Example 3b: Substituted BMP-12 Is Biophvsicallv Similar to Wild-Type BMP-12  Although pure norleucine-substituted BMP-12 was not isolated, comparison between batches with and without significant amounts of substituted BMP-12 showed that substitution has no significant impact on 1) electrophoretic mobility (apparent size, by reducing and non-reducing SDS-PAGE and non-reducing SDS-CE), 2) aggregation, 3) disulfide knot formation (resistance to pepsin digestion), 4) folding (tryptophan fluorescence), or 5) in vitro biological activity (see Example 4). Example 4: Substituted BMP-12 Has Normal Bioactivitv
 The in vitro biological activity of a BMP-12 batch containing significant substitution (lot 174) was compared to two batches of BMP-12 with low rates of substitution (lot 002 and lot 148 (Std); <5%, as detected by liquid chromatography/ mass spectrometry) in the Bone Morphogenetic Protein Response Elements luciferase reporter gene bioassay (BRE-luc), described in detail in, for example, Kusanagi et al., MoI. Bio. Cell 11 :555-65 (2000), incorporated by reference. The samples were diluted to 1 mg/mL in 50 mM acetic acid prior to the assay. These samples were sterile filtered prior to bioassay and the concentrations of the filtered samples were confirmed using A280 values. All samples exhibited comparable activity in the bioassay (Figure 7).

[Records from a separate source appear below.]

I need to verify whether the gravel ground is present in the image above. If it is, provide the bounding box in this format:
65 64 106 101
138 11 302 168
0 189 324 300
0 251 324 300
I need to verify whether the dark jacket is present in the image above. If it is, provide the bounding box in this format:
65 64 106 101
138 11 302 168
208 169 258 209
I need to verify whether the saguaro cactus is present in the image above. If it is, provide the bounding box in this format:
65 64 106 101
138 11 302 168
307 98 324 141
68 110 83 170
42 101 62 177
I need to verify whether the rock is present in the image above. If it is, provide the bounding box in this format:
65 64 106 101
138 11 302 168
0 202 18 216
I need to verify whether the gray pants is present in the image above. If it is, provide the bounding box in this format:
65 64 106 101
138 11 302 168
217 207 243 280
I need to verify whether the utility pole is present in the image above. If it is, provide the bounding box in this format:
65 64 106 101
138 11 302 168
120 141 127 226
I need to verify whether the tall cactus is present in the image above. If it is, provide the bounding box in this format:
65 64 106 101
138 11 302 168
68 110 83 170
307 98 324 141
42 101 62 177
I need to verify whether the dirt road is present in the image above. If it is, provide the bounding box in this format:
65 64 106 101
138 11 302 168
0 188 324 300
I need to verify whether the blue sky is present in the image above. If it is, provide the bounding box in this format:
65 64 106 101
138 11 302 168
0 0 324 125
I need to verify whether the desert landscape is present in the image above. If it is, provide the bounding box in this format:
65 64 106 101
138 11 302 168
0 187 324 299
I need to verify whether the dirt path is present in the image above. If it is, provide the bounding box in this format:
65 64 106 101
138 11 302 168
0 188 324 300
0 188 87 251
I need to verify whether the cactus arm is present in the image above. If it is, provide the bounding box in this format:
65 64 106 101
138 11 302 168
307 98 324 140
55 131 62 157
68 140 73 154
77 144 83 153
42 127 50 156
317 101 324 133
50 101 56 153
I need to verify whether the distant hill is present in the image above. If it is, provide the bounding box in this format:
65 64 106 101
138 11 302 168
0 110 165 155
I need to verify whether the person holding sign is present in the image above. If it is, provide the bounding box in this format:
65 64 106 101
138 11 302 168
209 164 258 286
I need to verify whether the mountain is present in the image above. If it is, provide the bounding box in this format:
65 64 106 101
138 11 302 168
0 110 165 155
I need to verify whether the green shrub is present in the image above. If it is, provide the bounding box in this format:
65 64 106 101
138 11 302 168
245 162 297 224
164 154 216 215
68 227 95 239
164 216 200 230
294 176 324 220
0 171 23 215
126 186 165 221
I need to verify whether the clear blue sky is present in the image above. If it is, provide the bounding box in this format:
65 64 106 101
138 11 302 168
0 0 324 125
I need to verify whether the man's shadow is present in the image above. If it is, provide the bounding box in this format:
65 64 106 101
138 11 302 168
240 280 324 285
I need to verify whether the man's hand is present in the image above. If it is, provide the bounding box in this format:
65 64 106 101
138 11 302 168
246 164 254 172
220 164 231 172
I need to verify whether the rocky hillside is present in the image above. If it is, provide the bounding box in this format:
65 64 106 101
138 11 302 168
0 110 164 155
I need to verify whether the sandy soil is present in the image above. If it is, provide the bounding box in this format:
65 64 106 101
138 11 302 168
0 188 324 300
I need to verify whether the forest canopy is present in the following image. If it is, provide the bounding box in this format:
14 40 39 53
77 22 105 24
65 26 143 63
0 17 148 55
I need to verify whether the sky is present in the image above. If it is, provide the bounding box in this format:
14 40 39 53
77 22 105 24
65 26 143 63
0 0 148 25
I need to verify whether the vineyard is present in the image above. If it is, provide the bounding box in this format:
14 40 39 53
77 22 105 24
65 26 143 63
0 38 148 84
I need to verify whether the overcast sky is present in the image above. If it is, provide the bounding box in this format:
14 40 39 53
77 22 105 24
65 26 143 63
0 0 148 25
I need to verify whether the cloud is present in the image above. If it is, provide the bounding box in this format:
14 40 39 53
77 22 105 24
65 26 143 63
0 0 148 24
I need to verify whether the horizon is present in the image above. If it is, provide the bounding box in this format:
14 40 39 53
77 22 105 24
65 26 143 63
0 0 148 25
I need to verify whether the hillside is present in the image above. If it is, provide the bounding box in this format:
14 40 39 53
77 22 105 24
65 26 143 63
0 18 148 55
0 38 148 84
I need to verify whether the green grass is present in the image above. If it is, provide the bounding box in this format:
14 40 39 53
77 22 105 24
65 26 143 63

 Lot 174 contained approximately 25 % methionine to norleucine substitution at each site in the monomer. Based on reducing RP-HPLC, approximately 40% of the monomeric subunits contained at least one substituted methionine, which corresponds to about 70% of all BMP-12 dimers containing at least one substituted methionine. This level of substitution did not have any significant impact on the in vitro biological activity or other physical characteristics of BMP-12 tested. Example 5a: Unsubstituted BMP-12 Is Sensitive to Inactivation by Oxidation
 To investigate the effects of oxidation on BMP-12 in vitro biological activity, a batch of wild-type BMP-12 (<5% norleucine substitution) was incubated with varying concentrations of peracetic acid (diluted in formulation buffer) for two hours at room temperature, protected from light. Peracetic acid decomposes over time, but any residual peracetic acid that may have remained was removed by buffer exchange over Zeba Desalt spin columns (MWCO 7000). Figure 8 shows the reducing RP-HPLC chromatograms of the oxidized samples. Reducing RP-HPLC separated the singly oxidized and doubly oxidized forms of the disulfide-reduced monomeric subunit (the peak identities were confirmed by liquid chromatography/ mass spectrometry analysis). As peracetic acid levels increased, the proportion of oxidized forms of BMP-12 also increased. By comparing relative peak areas, it was apparent that doubly oxidized form showed an initial lag at low peracetic acid concentrations, but increased readily at higher peracetic acid concentrations.  High levels of peracetic acid can lead to the oxidative cleavage of the interchain disulfide bond, causing the dissociation of BMP-12 dimer into inactive monomeric subunits. However, Figure 9 shows that most of the dimer was intact in every sample. In the sample with the highest level of peracetic acid (far right lane), a slight increase of monomer and disulfide-scrambled dimer (a minor band migrating above the normal dimer band) were observed. Even in that sample, however, the majority of the protein was in the expected dimeric form and migrating at the same position as the control sample. Thus, minimal interference from oxidative cleavage of disulfide bonds was expected.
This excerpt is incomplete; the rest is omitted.